Max Brod believed that all of Kafka’s works were about finding God and salvation. But works like The Trial and The Castle have also been interpreted in other ways. Possibly they represent our futile attempt to find order in a meaningless and absurd world. Maybe they are a commentary on modern bureaucracy and the idea that as humanity has progressed, we have created systems that are impossible to navigate or understand (though this has always seemed to me the most simplistic reading). Maybe they can be likened to Plato’s cave allegory, but in Kafka’s allegory the Truth or the outside world simply does not exist—or at least his characters never find it.

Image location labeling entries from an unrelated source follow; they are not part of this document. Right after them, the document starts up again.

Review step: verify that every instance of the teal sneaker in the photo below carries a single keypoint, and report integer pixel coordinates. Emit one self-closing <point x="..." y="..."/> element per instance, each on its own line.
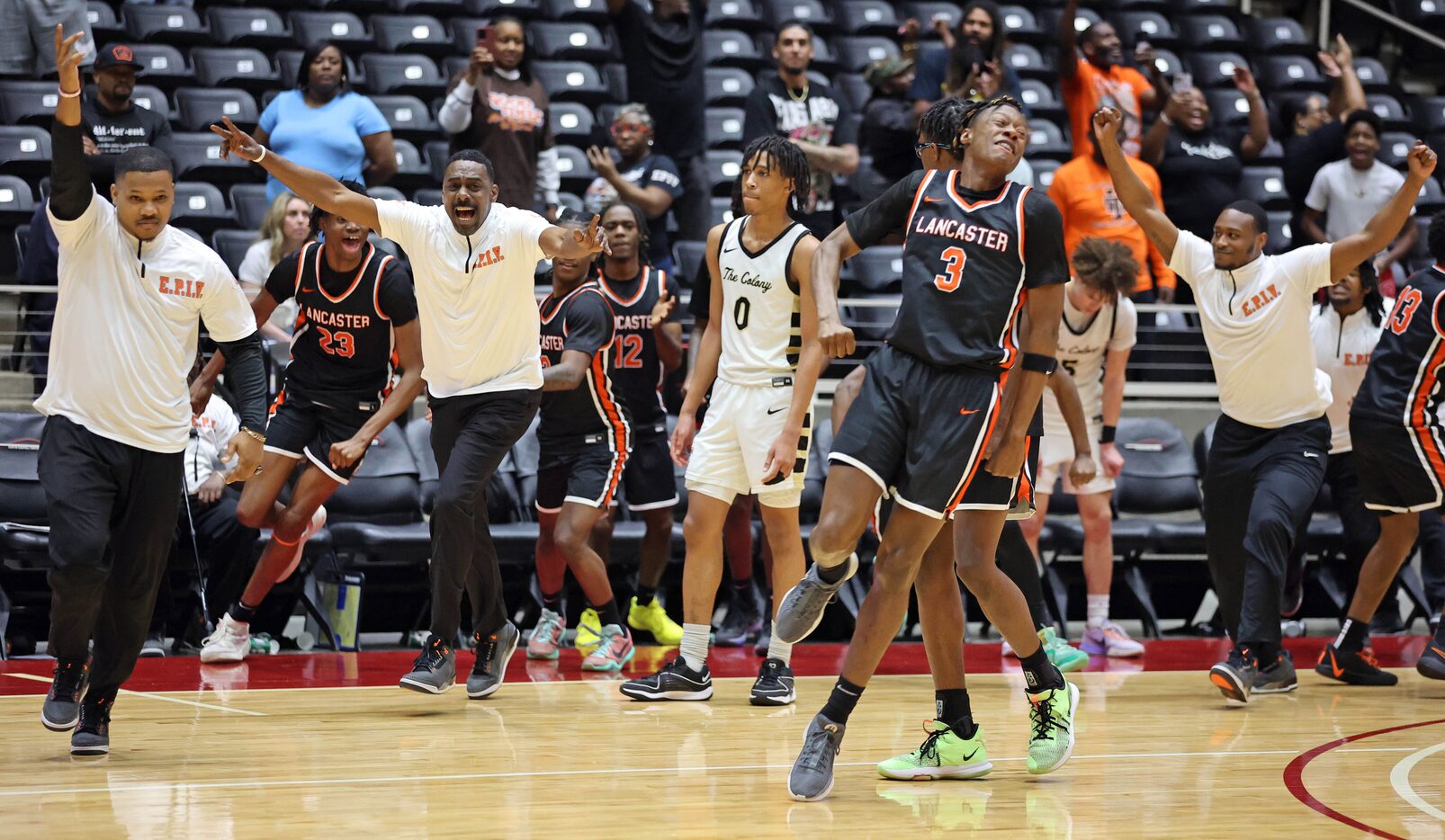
<point x="942" y="755"/>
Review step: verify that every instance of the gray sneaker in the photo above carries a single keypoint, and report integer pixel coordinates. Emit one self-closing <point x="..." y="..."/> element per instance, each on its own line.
<point x="434" y="670"/>
<point x="803" y="603"/>
<point x="811" y="777"/>
<point x="1278" y="677"/>
<point x="493" y="654"/>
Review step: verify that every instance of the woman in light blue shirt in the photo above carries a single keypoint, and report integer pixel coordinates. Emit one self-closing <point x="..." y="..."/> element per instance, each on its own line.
<point x="326" y="126"/>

We can’t help but ask ourselves: what if Kafka had finished these novels? Would the meaning be more clear? Well, reading “A Hunger Artist” and other published works proves that even published Kafka is difficult to decipher. There are no easy answers in Kafka’s world. In fact, if Kafka had been able to revise them, I doubt the revisions would very much impact the ideas in the novels. They would probably be primarily structural and syntactical alterations. But who knows?

Reading Kafka, whether published or unpublished, finished or not, is like playing a trivia contest where you never know the answers. It’s a world of endless possibilities—where meaning may be tentative but it is always evocative. And that’s the real joy.